It was like being typecast in real life. My teacher sat down across from my parents and told them I was not doing well in math because I "just didn't get" long division. On the surface, that's kind of how it looked. I'd stare off into space instead of doing the problems when study time rolled around, I rarely turned in my work, and when I did, the paper showed only the answer with no calculations. I might be cheating or using a calculator on those, the teacher said. But there was no way someone with my aptitude could be solving those problems in my head. Someone like me wasn't smart enough.
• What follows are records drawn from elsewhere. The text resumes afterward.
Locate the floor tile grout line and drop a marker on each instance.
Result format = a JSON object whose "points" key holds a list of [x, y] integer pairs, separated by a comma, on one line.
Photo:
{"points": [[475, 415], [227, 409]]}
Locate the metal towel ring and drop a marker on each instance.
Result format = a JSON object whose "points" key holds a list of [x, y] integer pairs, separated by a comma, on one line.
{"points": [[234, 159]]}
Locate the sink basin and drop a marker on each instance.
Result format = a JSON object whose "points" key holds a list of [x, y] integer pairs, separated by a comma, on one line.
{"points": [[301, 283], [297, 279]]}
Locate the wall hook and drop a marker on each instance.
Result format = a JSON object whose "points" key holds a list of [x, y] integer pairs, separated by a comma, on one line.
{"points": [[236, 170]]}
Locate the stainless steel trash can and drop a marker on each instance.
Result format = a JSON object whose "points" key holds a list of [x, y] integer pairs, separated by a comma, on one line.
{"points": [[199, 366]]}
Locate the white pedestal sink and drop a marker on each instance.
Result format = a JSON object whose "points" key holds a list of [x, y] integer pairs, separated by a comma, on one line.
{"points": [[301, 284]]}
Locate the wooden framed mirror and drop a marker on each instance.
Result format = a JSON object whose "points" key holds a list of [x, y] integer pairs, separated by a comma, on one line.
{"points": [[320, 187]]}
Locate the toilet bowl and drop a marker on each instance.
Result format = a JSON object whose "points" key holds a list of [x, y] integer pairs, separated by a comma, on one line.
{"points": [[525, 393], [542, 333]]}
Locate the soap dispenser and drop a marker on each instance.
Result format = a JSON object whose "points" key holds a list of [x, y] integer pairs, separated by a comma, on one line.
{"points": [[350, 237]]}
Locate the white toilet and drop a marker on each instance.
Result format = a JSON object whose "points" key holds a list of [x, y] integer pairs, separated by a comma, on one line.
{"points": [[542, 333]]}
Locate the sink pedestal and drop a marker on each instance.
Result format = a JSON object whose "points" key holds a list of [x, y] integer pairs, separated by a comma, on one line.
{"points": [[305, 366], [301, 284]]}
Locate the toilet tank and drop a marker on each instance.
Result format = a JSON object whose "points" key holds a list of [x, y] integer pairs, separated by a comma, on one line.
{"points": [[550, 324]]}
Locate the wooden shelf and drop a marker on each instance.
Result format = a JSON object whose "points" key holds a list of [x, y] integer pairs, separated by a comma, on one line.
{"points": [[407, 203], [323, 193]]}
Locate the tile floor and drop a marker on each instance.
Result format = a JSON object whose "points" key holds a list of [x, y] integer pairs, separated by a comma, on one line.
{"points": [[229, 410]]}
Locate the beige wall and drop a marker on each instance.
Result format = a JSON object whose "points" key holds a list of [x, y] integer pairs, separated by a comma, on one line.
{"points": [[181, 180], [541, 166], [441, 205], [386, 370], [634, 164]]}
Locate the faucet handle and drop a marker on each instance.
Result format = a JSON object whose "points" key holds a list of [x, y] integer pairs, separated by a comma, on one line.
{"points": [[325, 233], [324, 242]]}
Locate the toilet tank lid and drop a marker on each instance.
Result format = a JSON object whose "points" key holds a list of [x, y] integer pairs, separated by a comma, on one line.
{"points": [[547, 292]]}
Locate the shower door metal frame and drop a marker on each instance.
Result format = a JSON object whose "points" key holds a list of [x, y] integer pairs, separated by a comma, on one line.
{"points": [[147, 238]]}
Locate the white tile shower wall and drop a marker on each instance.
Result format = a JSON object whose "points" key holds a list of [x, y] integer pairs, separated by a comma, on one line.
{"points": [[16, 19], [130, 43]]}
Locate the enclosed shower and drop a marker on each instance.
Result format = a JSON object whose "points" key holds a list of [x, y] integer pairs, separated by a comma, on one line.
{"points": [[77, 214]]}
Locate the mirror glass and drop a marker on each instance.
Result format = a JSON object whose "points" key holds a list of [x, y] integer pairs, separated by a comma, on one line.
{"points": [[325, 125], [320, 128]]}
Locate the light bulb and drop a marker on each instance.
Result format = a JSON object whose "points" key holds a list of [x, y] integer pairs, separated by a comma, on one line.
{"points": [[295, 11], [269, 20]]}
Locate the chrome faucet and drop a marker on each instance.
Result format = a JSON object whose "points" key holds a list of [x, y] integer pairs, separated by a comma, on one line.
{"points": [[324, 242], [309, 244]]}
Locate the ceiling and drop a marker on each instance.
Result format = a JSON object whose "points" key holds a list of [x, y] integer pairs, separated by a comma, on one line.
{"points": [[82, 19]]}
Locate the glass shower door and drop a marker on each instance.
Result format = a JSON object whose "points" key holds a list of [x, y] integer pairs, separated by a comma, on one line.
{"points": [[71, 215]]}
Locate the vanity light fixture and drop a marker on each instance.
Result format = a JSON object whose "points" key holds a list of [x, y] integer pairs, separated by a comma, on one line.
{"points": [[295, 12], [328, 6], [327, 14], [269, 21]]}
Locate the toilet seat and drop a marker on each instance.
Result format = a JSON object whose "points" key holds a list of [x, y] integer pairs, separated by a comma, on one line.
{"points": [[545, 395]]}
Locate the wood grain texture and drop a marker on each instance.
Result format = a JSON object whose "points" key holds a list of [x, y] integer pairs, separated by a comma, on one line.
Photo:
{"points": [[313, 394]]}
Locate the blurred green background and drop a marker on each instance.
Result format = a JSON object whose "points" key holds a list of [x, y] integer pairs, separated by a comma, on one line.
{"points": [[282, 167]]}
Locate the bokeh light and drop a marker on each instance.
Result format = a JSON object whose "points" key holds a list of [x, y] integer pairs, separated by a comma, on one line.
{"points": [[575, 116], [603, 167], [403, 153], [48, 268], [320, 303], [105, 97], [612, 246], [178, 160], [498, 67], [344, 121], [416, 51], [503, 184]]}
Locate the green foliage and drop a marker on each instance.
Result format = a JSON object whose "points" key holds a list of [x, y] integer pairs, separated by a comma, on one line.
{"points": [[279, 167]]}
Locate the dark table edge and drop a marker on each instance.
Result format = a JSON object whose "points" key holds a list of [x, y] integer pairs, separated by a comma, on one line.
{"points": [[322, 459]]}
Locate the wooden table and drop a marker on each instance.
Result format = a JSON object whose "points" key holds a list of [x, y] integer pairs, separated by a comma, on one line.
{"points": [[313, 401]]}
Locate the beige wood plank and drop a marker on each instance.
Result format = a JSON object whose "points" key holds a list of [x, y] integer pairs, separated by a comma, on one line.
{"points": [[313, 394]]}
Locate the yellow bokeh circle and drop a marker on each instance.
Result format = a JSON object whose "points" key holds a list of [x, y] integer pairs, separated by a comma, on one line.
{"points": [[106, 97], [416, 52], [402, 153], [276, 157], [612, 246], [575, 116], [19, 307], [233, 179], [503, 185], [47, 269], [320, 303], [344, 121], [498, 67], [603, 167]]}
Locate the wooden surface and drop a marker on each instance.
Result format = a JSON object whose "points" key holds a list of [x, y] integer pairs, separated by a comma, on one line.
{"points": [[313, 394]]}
Except I was. I had been doing the problems in my head because writing out all my work felt tedious. And eventually I stopped doing the work because it stopped challenging me. I was a smart, headstrong kid. Other smart, headstrong kids my age were in special gifted/talented courses where instructors harnessed all their mental energy in a positive way. I didn't get that kind of structure; when I acted out due to extreme boredom, I was sent to the library for hours at a time, devouring books of my own choosing instead of sitting through lessons. Why wasn't I considered smart enough for the gifted courses? Why was my disinterest in lessons seen as a sign of low potential? Could it be because I was one of only three black kids in my elementary school?
I started high school in a different district, but the attitudes I faced were similar. I lost count of the times I turned down a football coach's advances. I had been a choir kid my whole life, and I wasn't about to add athletics to my full load of extracurriculars. In fact, I was and am one of the least physically inclined people I know. But that didn't stop me from being scouted like an untapped vein of raw talent. In what I can only hope is totally unrelated news, black students were disproportionately well-represented on the football team, even though they made up a small minority of the student body.
I faced the threat of two stereotypes growing up. First I could have been the dumb black kid, and later I could have been the strong black kid who doesn't need to worry about mental stuff because he's strong. Either option nets the same result. The danger of stereotype threat is not that other people could have gotten the wrong idea about me. It's that I could have gotten the wrong idea about myself.
In another world, I could have let it sink in that I was probably bad at math, that I wouldn't belong in a group of smart kids, that I should probably stick to other subjects, that my future would be brighter if I embraced my number-clumsy nature. I could have let myself believe that football was my calling, that I wouldn't belong with the music nerds and drama heads, that I should probably stick to the weight room and stop pretending I could make any other meaningful contributions to my school's culture.
But I don't need to go to another world to see stereotype threat at work. I'm trying to break into a field with a known diversity problem, one that's been attributed to self-selection. The argument goes that tech is overwhelmingly male and White or Asian because that's the makeup of the applicant supply. Why aren't there more female, Black or Latino people seeking careers in tech? Maybe it's due to thousands of small social cues that those groups "just don't get" tech and might be more comfortable somewhere else. Again, the problem is not that these prejudices exist. The threat is that the target will believe the stereotype to be true about themselves.
So how do we fight back against stereotype threat? Two ideas spring to mind, and we've been talking about them at DBC for weeks now. With a habit of mindfulness, people can better monitor their thought processes and more quickly identify distorted self-concepts arising from societal stereotypes. And a well-cultivated growth mindset can build self confidence and counteract thoughts of permanently not belonging or being inferior. If growth is always possible, stereotypes will never tell my whole story, even if some of them start out being true. (And who's to say I would have had to choose between football and music? Am I not strong enough to tackle both, pun intended?) Like many issues around diversity, the root problems here are systemic, but many of the most easily implemented solutions are indivisual in nature.
The kid who didn't get long division ended up getting top-percentile math scores in high school. How many great programmers are out there, unaware of their potential because they're believing lies someone else told them about themselves?